Friday’s monthly nonfarm payrolls data from the BLS should easily beat consensus expectations. Here’s why.
Withholding taxes, which constitute the bulk of the Federal government’s revenues, slowed in July to the point that they broke a year long uptrend, but August has seen a recovery back to trend. The drop in July suggested that the lagging releases of July economic data would disappoint, and that indeed happened. The pundits concluded that the economy is weakening and lowered their estimates for August. The problem is that they are looking in the rear view mirror rather than at current conditions. The economy perked up in August.
The current consensus estimate is for a gain of 177,000 in the seasonally adjusted headline number. That’s a month to month figure based on the BLS guesstimate of what the jobs data would be on an idealized basis assuming there were no seasonal variance.
The BLS will revise this number 7 times over the next 5 years as it recalculates the seasonal adjustment based on each new monthly data point as it comes it. The final seasonally adjusted figure is based on a 10 year average including the past 5 years and the next 5. Since the future data doesn’t exist yet the current seasonally adjusted estimate is little more than a swag in the first go round. The BLS says that the margin of sampling error is + or – 90,000.
The consensus view of +177,000 would represent a year to year gain of +1.7%. That’s exactly the trend of actual jobs growth over the past 21 months. The trend has been very stable. Apparently most economists are simply extrapolating that trend. The consensus guess of +177,000 is reasonable on that basis.

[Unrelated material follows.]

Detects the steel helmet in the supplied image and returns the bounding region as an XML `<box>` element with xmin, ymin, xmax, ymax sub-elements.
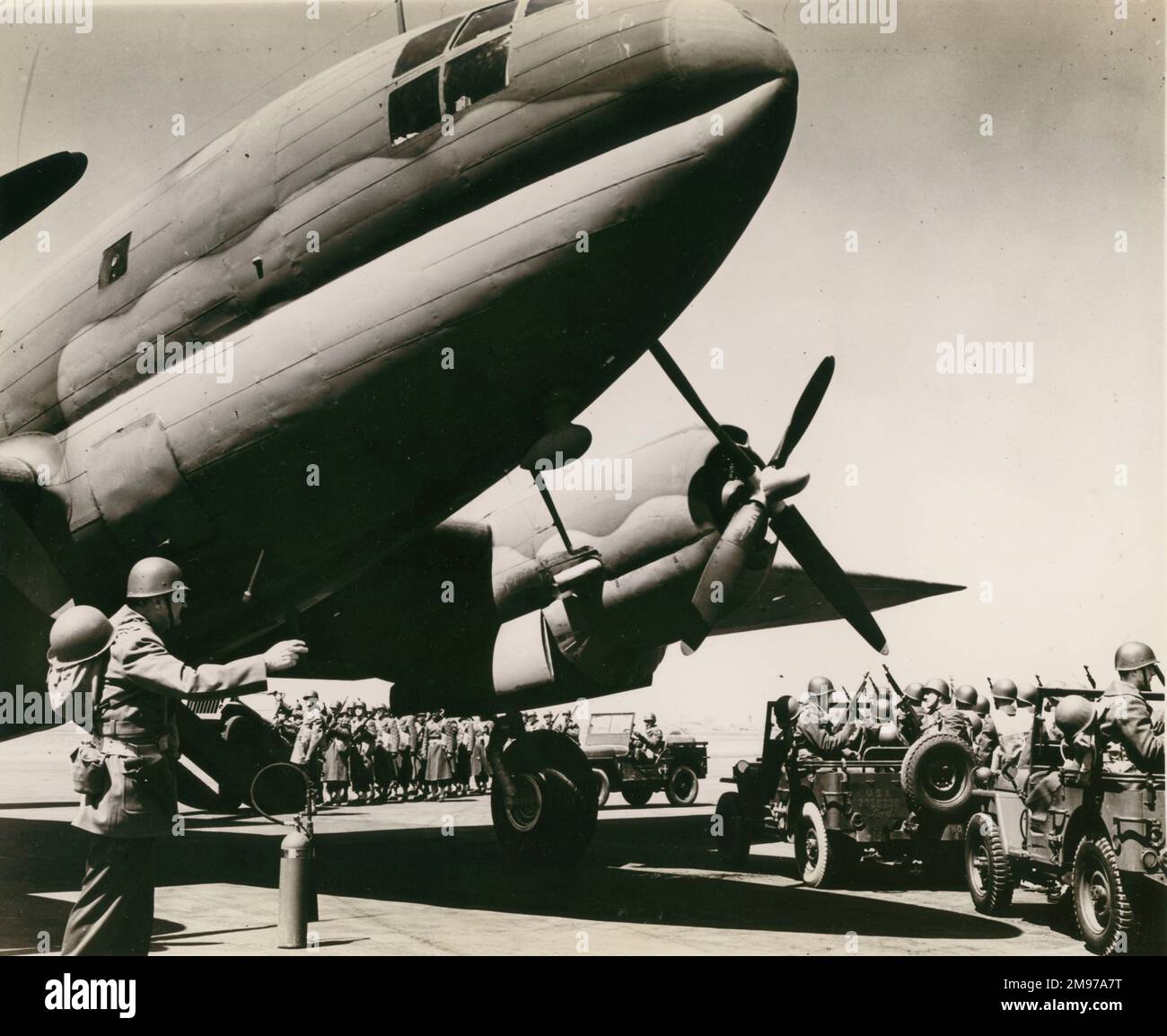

I take a guess at whether the headline number will beat or miss the consensus based on the real time data on withholding taxes collected daily by the Treasury. I report this data in two charts each week in the Professional Edition.
The BLS data is based on a survey of employers as of the 12th of the month. Since withholding taxes are collected and paid to the government a week or two following the employment period, the collections for the two weeks after the week of the 12th of the month would be the relevant period. That data for August showed a year to year gain of 14.5%.
That number includes the impact of the tax increase that went into effect at the beginning of the year, as well as any wage increases and increases in variable compensation such as commissions and bonuses. I’ve previously estimated the effect of the tax increase to be 7% based on a simple before and after analysis. Then I adjust for the recent BLS data on compensation inflation which has been near 2%.
That leaves a gain of 5% year over year, which is huge. Some of that is probably due to increased commission income and other variable income, but it’s still a mind boggling number which suggests a much greater year over year gain in payrolls than the implied consensus estimate of +1.7%. It means that the consensus guesstimate of a gain of 177,000 jobs in August is probably too low.
Given the fictitious nature of the seasonally adjusted number, guessing first release for any month is really a crapshoot. The consensus guesses are virtually always within the statistical margin of error, but traders seem to always be expecting a bullseye, which if it happens, would be a strictly random event.
So the market usually reacts one way or another to a non statistically significant miss well within the margin of error. It’s stupid, but the market doesn’t have a brain, contrary to what many pundits would have you believe. Market reactions to news today are mostly just a bunch of trading programs trying to steal nano-decimals from each other. Garbage.
July’s number will probably be revised down because the withholding data for July suggested a much weaker number for that month than the gain that was reported. What the first release for August holds is anybody’s guess, and the consensus guesstimate is as good as any. But based on the extremely strong withholding data for August, my money would have to be on a “beat.”
In terms of trading, a beat should be bearish. It would support the idea that the Fed will taper QE in September, which would reduce its support for stock prices. Also, economists would likely raise their estimates of economic growth. That, combined with the expectation of less QE would be really bearish for the Treasury market, where yields could break out above 3%.
Friday could be one of those days where good economic news is bad news for the markets.